Preparation of Diamond Infrared Enhancing Filter Window
Infrared (IR) radiation is important in numerous applications. For example, IR filtering is used in medical imaging and night vision. This can also be used in energy conservation and surveillance technologies. Infrared filters, such as those based on diamond, provide efficient transmission and high throughput in the visible and near infrared (NIR) and mid-infrared (MIR) spectral regions. Diamond IR filters provide excellent transmission figures in a wide range of wavelengths and also benefit from relatively low optical absorption at high temperatures.
The aim of this study is to develop a process for the fabrication of diamond infrared enhancing filter windows. Diamond was chosen as the material for this filter window because of its low absorption, high thermal stability and low refractive index. The diamond was purified using a chemical-mechanical polishing (CMP) process. The diamond was then characterized using scanning electron microscope and energy dispersive spectroscopy (SEM-EDS), which established that the surface was homogeneous.
Following the initial purification of the diamond, an acid-etching process was used to etch the surface to remove surface impurities. The diamond samples were then subjected to a hydrogen plasma to reduce the degree of contamination.
In order to optimize the transmission characteristics, a hydrophilic coating was then applied to the diamond filter window. The hydrophilic coating was made from a mixture of polyurethane, polyether and polyolefin materials, which were then heated in order to create the coating. The coated filter window was then subjected to a second etching process in order to optimize the transmission characteristics.
Following the optimization of the transmission characteristics, the diamond filter window was then subjected to functional testing. This involved measuring the transmission, further measurements were taken under different simulated incident angles as well as in different ambient temperature environments.

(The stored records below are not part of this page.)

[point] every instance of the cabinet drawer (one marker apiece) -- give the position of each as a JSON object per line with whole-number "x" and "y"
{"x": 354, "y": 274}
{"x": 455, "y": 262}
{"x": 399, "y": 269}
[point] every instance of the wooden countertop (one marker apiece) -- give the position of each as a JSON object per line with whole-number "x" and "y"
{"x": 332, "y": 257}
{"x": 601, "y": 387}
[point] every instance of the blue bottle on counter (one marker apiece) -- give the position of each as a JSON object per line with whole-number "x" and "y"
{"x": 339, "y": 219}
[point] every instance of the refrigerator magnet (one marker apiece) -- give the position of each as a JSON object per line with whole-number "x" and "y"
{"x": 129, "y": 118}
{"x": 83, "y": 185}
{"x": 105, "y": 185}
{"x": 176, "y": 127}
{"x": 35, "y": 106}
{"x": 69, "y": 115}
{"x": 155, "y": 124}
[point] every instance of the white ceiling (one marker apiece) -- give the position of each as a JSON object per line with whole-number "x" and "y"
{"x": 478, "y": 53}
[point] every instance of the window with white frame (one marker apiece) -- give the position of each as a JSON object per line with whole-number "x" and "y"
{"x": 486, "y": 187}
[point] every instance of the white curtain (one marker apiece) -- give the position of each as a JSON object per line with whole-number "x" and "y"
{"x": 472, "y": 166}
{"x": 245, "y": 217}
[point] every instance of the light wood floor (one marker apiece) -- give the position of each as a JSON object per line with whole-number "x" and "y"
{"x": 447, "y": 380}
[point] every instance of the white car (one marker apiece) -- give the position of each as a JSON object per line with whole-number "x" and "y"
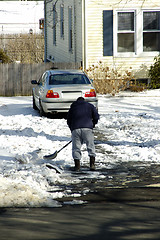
{"x": 57, "y": 89}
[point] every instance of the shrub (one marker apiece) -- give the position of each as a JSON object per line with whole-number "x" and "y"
{"x": 107, "y": 80}
{"x": 154, "y": 73}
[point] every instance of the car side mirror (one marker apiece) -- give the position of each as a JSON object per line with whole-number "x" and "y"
{"x": 34, "y": 82}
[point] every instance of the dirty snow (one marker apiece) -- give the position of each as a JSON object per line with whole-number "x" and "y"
{"x": 128, "y": 130}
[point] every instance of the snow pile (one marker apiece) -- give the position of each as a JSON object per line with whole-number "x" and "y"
{"x": 128, "y": 130}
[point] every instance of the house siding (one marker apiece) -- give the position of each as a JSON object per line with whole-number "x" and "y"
{"x": 59, "y": 52}
{"x": 94, "y": 33}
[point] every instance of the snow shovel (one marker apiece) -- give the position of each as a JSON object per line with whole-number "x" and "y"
{"x": 54, "y": 155}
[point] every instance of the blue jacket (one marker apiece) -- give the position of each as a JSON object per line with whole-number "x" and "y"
{"x": 82, "y": 115}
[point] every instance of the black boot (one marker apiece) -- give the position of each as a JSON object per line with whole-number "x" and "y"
{"x": 77, "y": 164}
{"x": 92, "y": 163}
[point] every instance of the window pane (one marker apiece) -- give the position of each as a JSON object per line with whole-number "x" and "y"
{"x": 151, "y": 41}
{"x": 126, "y": 42}
{"x": 126, "y": 21}
{"x": 151, "y": 21}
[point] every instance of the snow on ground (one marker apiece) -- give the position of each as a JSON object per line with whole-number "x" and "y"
{"x": 128, "y": 130}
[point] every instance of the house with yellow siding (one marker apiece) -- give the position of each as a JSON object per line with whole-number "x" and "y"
{"x": 119, "y": 33}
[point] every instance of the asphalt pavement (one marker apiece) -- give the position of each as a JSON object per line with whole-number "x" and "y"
{"x": 112, "y": 213}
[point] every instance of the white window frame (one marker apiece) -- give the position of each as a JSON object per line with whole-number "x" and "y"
{"x": 138, "y": 36}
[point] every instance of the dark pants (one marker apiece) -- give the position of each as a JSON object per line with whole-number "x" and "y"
{"x": 80, "y": 136}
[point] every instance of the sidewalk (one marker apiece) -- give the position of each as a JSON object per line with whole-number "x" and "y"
{"x": 111, "y": 214}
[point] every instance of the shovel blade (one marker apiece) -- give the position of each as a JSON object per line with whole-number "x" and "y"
{"x": 51, "y": 156}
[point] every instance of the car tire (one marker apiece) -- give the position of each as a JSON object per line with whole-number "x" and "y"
{"x": 41, "y": 111}
{"x": 34, "y": 105}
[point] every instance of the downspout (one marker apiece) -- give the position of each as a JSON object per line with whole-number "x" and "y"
{"x": 45, "y": 35}
{"x": 75, "y": 34}
{"x": 84, "y": 34}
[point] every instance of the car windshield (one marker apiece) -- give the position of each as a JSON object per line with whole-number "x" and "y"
{"x": 59, "y": 79}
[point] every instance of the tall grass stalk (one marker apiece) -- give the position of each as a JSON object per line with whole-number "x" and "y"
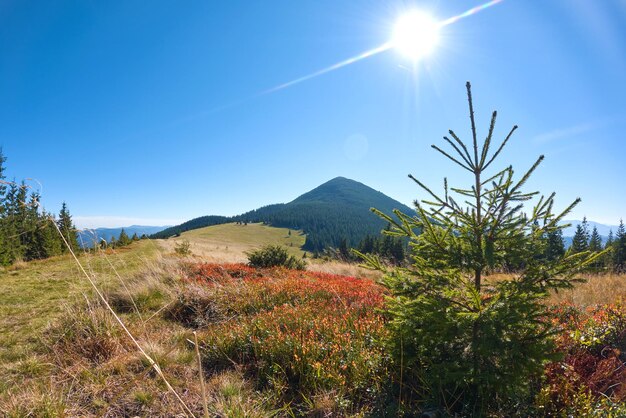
{"x": 152, "y": 363}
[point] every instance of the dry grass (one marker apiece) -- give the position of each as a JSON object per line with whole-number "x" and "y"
{"x": 229, "y": 243}
{"x": 598, "y": 289}
{"x": 343, "y": 269}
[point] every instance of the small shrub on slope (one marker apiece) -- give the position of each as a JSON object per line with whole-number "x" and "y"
{"x": 275, "y": 256}
{"x": 307, "y": 335}
{"x": 591, "y": 378}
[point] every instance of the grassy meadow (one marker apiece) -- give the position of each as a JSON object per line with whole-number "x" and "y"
{"x": 271, "y": 342}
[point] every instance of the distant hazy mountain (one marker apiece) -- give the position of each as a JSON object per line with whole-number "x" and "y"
{"x": 338, "y": 209}
{"x": 87, "y": 237}
{"x": 603, "y": 230}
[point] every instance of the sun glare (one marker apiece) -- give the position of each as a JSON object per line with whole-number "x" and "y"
{"x": 415, "y": 34}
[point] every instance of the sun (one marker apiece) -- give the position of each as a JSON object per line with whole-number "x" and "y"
{"x": 415, "y": 35}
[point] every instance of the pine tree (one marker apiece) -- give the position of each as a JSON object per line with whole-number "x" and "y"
{"x": 555, "y": 247}
{"x": 4, "y": 242}
{"x": 580, "y": 242}
{"x": 472, "y": 346}
{"x": 67, "y": 228}
{"x": 595, "y": 241}
{"x": 619, "y": 248}
{"x": 595, "y": 245}
{"x": 123, "y": 239}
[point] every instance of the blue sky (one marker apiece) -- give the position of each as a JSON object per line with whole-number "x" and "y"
{"x": 151, "y": 112}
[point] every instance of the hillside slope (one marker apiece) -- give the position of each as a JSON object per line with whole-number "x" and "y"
{"x": 230, "y": 242}
{"x": 336, "y": 210}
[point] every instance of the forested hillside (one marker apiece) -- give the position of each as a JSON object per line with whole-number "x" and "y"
{"x": 337, "y": 210}
{"x": 26, "y": 231}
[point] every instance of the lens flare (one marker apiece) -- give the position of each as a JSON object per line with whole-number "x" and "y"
{"x": 416, "y": 34}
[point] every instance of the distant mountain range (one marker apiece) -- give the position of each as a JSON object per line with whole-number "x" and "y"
{"x": 603, "y": 230}
{"x": 338, "y": 209}
{"x": 87, "y": 237}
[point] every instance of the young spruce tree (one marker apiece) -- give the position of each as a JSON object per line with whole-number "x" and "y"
{"x": 470, "y": 344}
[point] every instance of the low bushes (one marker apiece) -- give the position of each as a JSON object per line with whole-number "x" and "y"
{"x": 274, "y": 256}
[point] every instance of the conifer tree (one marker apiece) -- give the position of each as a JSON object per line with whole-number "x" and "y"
{"x": 555, "y": 247}
{"x": 619, "y": 248}
{"x": 474, "y": 345}
{"x": 595, "y": 246}
{"x": 595, "y": 241}
{"x": 67, "y": 228}
{"x": 580, "y": 242}
{"x": 123, "y": 240}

In conclusion, this study has developed a process for the fabrication of diamond infrared enhancing filter windows for various applications. The results showed that the filter window had excellent transmission characteristics, with transmission figures as high as 98% in the visible and near infrared (NIR) range and 75% in the mid infrared (MIR) range. The transmission figures varied slightly with different angles of incidence and ambient temperature, but overall the filter window proved to be very effective in transmitting IR radiation in the NIR and MIR ranges.